AgentMixer: Multi-Agent Correlated Policy Factorization
Zhiyuan Li, Wenshuai Zhao, Lijun Wu, Joni Pajarinen
TL;DR
AgentMixer tackles coordination in cooperative MARL by enabling correlated policies under partial observability. It introduces Policy Modifier to construct a correlated joint policy and Individual-Global-Consistency to align modes between joint and individual policies, enabling decentralized execution. The authors prove convergence to an $\epsilon$-approximate Correlated Equilibrium and validate the approach on MA-MuJoCo, SMAC-v2, Matrix Game, and Predator-Prey, where it matches or surpasses state-of-the-art methods. This work advances coordination in CTDE settings and offers a practical framework for scalable multi-agent systems.
Abstract
In multi-agent reinforcement learning, centralized training with decentralized execution (CTDE) methods typically assume that agents make decisions based on their local observations independently, which may not lead to a correlated joint policy with coordination. Coordination can be explicitly encouraged during training and individual policies can be trained to imitate the correlated joint policy. However, this may lead to an \textit{asymmetric learning failure} due to the observation mismatch between the joint and individual policies.

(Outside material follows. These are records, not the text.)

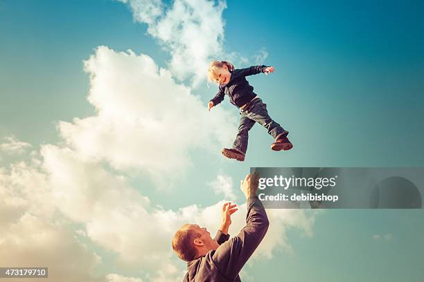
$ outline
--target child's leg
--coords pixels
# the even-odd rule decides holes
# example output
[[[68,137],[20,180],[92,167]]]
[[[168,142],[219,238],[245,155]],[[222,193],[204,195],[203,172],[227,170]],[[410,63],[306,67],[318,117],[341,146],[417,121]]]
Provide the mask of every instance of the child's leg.
[[[245,113],[241,114],[240,124],[238,126],[238,133],[233,144],[233,148],[242,153],[246,153],[247,150],[247,140],[249,139],[249,131],[255,124],[255,121],[246,117]]]
[[[268,133],[276,140],[281,135],[285,136],[288,134],[288,131],[270,117],[267,111],[267,105],[260,99],[253,100],[252,104],[249,105],[249,109],[246,111],[246,113],[247,118],[258,122],[267,129]]]

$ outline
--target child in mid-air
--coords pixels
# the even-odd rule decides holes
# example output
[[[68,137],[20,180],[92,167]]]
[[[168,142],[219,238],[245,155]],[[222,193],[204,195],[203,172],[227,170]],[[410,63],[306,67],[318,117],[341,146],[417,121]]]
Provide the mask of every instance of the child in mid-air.
[[[287,138],[286,131],[276,122],[272,120],[267,111],[267,105],[262,102],[253,91],[254,88],[249,84],[247,75],[264,73],[268,75],[274,72],[273,66],[254,66],[247,68],[234,69],[234,66],[224,61],[213,61],[208,69],[209,80],[218,84],[218,94],[208,104],[208,110],[218,105],[224,100],[225,94],[229,97],[230,102],[240,109],[241,118],[238,126],[238,133],[232,149],[223,149],[222,155],[227,158],[239,161],[245,160],[247,149],[248,132],[258,122],[268,130],[268,133],[275,140],[271,144],[274,151],[290,150],[293,147]]]

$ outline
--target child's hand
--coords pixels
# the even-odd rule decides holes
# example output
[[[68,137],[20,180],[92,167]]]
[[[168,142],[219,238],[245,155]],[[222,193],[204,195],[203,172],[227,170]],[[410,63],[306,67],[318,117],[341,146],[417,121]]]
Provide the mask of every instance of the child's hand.
[[[208,111],[211,111],[211,109],[213,106],[213,102],[212,101],[209,102],[208,104]]]
[[[265,75],[268,75],[268,73],[274,73],[274,70],[275,70],[275,68],[274,66],[267,66],[263,72]]]

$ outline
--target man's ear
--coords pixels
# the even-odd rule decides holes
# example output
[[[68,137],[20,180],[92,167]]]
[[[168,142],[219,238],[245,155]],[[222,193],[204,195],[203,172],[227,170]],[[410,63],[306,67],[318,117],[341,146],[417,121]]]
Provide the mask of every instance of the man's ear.
[[[202,239],[200,238],[196,238],[194,240],[193,243],[195,244],[195,246],[197,246],[197,247],[203,247],[203,246],[204,246],[204,243],[203,243]]]

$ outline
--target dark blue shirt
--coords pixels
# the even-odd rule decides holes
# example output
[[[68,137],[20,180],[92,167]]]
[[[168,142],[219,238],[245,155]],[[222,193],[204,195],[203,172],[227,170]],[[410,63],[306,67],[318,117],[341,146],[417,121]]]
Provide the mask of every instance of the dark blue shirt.
[[[246,226],[232,238],[218,231],[220,246],[187,263],[184,282],[240,282],[238,272],[252,255],[268,229],[267,213],[258,196],[247,199]]]
[[[222,102],[225,95],[228,95],[232,104],[238,108],[241,107],[256,95],[253,91],[253,86],[249,84],[245,77],[263,73],[266,68],[267,66],[263,65],[254,66],[230,71],[230,80],[226,84],[220,84],[218,93],[211,101],[216,106]]]

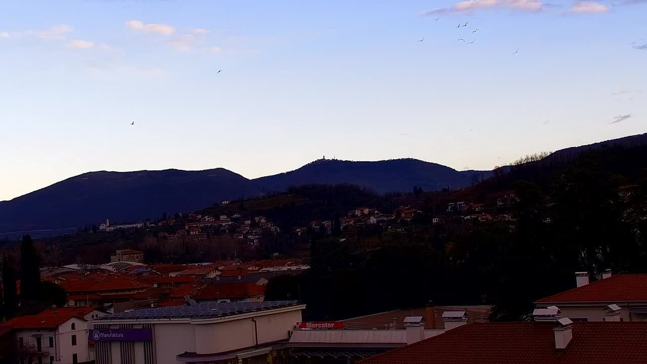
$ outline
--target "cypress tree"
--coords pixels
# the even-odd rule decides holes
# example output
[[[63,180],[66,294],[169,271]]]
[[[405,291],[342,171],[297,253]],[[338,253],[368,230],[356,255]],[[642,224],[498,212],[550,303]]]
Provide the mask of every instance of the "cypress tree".
[[[38,297],[40,285],[38,255],[29,234],[23,236],[20,245],[20,301],[23,308]]]
[[[2,263],[3,293],[5,296],[5,315],[12,317],[18,309],[18,293],[16,286],[16,273],[9,265],[5,254]]]

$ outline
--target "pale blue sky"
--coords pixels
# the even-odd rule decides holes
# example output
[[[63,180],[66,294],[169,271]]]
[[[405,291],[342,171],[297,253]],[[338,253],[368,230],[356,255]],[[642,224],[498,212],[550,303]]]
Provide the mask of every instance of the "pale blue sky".
[[[322,155],[490,169],[642,133],[647,0],[625,3],[0,0],[0,200]]]

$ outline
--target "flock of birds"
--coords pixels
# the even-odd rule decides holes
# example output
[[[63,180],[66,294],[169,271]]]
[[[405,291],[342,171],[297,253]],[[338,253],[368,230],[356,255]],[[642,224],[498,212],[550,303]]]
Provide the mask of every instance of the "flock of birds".
[[[439,18],[439,17],[437,17],[436,19],[435,19],[435,21],[434,21],[434,23],[437,22],[439,20],[440,20],[440,19],[441,18]],[[464,28],[465,27],[467,27],[468,23],[469,23],[469,21],[466,21],[465,24],[463,24],[462,23],[459,23],[458,25],[456,27],[456,28]],[[472,34],[474,34],[474,33],[476,33],[476,32],[478,32],[479,30],[480,30],[480,29],[474,29],[472,32]],[[419,42],[424,42],[424,38],[423,38],[421,39],[420,40],[419,40],[418,41],[419,41]],[[459,38],[457,41],[462,41],[463,43],[464,43],[465,44],[474,44],[474,42],[476,41],[476,40],[474,39],[474,40],[473,40],[472,41],[466,41],[465,40],[464,40],[463,38]],[[516,54],[518,52],[519,52],[519,49],[517,49],[516,51],[515,51],[514,53],[512,53],[512,54]]]
[[[439,18],[439,17],[437,17],[436,20],[435,20],[435,21],[434,21],[434,23],[437,22],[439,20],[440,20],[440,19],[441,18]],[[464,28],[465,27],[467,27],[467,25],[468,25],[468,23],[469,23],[468,21],[466,21],[465,24],[463,24],[461,23],[459,23],[458,26],[456,27],[456,28]],[[476,33],[476,32],[478,32],[479,30],[479,29],[474,29],[472,32],[472,34],[474,34],[474,33]],[[421,39],[420,40],[419,40],[418,41],[421,42],[421,43],[424,42],[424,38],[423,38]],[[464,40],[463,38],[459,38],[458,40],[458,41],[463,41],[463,43],[464,43],[465,44],[474,44],[474,42],[476,41],[476,40],[474,39],[474,40],[473,40],[472,41],[466,41],[465,40]],[[512,53],[512,54],[516,54],[518,52],[519,52],[519,49],[518,49],[516,52],[514,52],[514,53]],[[218,71],[215,73],[215,74],[217,74],[220,73],[222,71],[223,71],[222,69],[219,69]],[[133,121],[133,122],[131,122],[131,125],[135,125],[135,122]]]

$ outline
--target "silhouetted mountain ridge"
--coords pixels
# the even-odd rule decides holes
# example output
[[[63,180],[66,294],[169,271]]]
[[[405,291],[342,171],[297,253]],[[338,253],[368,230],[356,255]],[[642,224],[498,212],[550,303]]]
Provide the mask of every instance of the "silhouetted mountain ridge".
[[[532,163],[561,163],[602,146],[647,143],[647,134],[562,150]],[[197,210],[223,199],[263,196],[291,186],[350,183],[378,192],[468,186],[491,171],[457,171],[414,159],[379,161],[320,159],[291,172],[248,179],[224,168],[85,173],[33,192],[0,201],[0,233],[76,227],[105,218],[135,222],[166,212]],[[0,236],[1,237],[1,236]]]

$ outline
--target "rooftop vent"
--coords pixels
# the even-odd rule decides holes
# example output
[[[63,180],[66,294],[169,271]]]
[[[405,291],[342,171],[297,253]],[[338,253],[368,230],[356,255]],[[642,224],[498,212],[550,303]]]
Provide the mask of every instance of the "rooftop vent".
[[[578,287],[589,284],[589,272],[575,272],[575,282]]]
[[[562,312],[554,306],[548,308],[535,308],[532,311],[532,319],[536,321],[555,321],[560,318]]]

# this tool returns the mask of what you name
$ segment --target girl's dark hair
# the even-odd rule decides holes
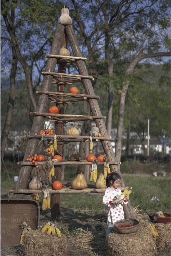
[[[112,184],[113,184],[114,182],[117,180],[121,179],[120,176],[117,173],[112,173],[109,175],[109,174],[107,175],[106,182],[107,188],[108,188],[111,185],[110,181],[112,181],[112,182],[113,182]]]

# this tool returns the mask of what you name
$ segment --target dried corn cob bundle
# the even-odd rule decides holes
[[[104,168],[103,168],[103,175],[104,175],[104,180],[106,180],[106,177],[107,177],[107,164],[106,162],[104,162]]]
[[[50,197],[48,197],[46,198],[47,200],[47,208],[49,209],[50,208]]]
[[[20,243],[21,244],[24,240],[24,233],[31,230],[31,228],[30,226],[28,226],[27,224],[24,221],[24,220],[22,221],[19,226],[20,229],[23,230],[21,233],[21,237],[20,237]]]
[[[150,222],[149,222],[149,223],[150,225],[150,228],[151,229],[151,230],[153,232],[153,236],[155,238],[155,237],[156,236],[158,236],[158,234],[156,229],[156,228],[155,227],[154,225],[153,224],[150,223]]]
[[[47,235],[50,235],[50,234],[52,232],[52,230],[53,230],[54,227],[54,224],[51,223],[51,226],[50,226],[50,227],[49,227],[49,228],[48,229],[48,230],[47,231]]]
[[[43,192],[44,198],[43,199],[43,203],[42,204],[42,210],[44,211],[46,209],[47,207],[48,208],[50,208],[50,194],[49,190],[47,188],[47,186],[45,185],[44,185],[44,188],[41,189],[41,191]],[[48,198],[47,201],[47,198]]]
[[[56,135],[54,135],[54,149],[56,149],[57,148],[57,141],[56,140]]]
[[[47,223],[47,224],[46,224],[45,226],[41,230],[41,232],[42,233],[44,233],[45,231],[46,231],[46,229],[47,229],[48,227],[49,227],[50,225],[51,225],[51,222],[48,222],[48,223]]]

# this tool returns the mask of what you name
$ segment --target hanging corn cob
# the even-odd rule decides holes
[[[90,137],[90,139],[89,140],[89,151],[90,153],[93,152],[93,141],[92,141],[92,137],[91,136]]]
[[[57,148],[57,141],[56,140],[56,135],[54,135],[54,149],[56,149]]]
[[[23,229],[20,237],[20,243],[21,244],[24,240],[24,233],[31,230],[31,228],[29,226],[27,225],[27,224],[24,221],[24,220],[22,221],[19,226],[20,229]]]
[[[44,188],[42,189],[41,189],[41,191],[43,192],[44,195],[43,203],[42,203],[42,210],[43,211],[44,211],[47,207],[48,208],[50,207],[49,190],[47,186],[45,185],[44,185]]]
[[[90,181],[93,181],[95,183],[98,177],[98,170],[96,163],[98,160],[96,159],[93,161],[93,164],[90,167]]]
[[[42,233],[44,233],[45,231],[46,231],[46,229],[47,229],[48,228],[50,227],[50,225],[51,225],[50,222],[48,222],[48,223],[47,223],[47,224],[46,224],[45,226],[44,227],[43,227],[43,228],[42,229],[41,232]]]

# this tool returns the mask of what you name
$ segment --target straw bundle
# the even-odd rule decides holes
[[[156,223],[155,227],[158,234],[157,247],[159,249],[170,247],[170,223]]]
[[[21,247],[22,256],[64,256],[67,251],[64,235],[58,237],[56,233],[46,235],[40,230],[31,230],[24,234]]]
[[[108,256],[154,256],[156,245],[151,231],[128,234],[111,233],[108,236]]]
[[[106,232],[104,231],[84,231],[76,237],[70,237],[72,243],[79,248],[79,251],[93,255],[106,255]]]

Inspired by the concept of correlated equilibrium, we introduce a \textit{strategy modification} called AgentMixer that allows agents to correlate their policies. AgentMixer combines individual partially observable policies into a joint fully observable policy non-linearly. To enable decentralized execution, we introduce \textit{Individual-Global-Consistency} to guarantee mode consistency during joint training of the centralized and decentralized policies and prove that AgentMixer converges to an $ε$-approximate Correlated Equilibrium. In the Multi-Agent MuJoCo, SMAC-v2, Matrix Game, and Predator-Prey benchmarks, AgentMixer outperforms or matches state-of-the-art methods.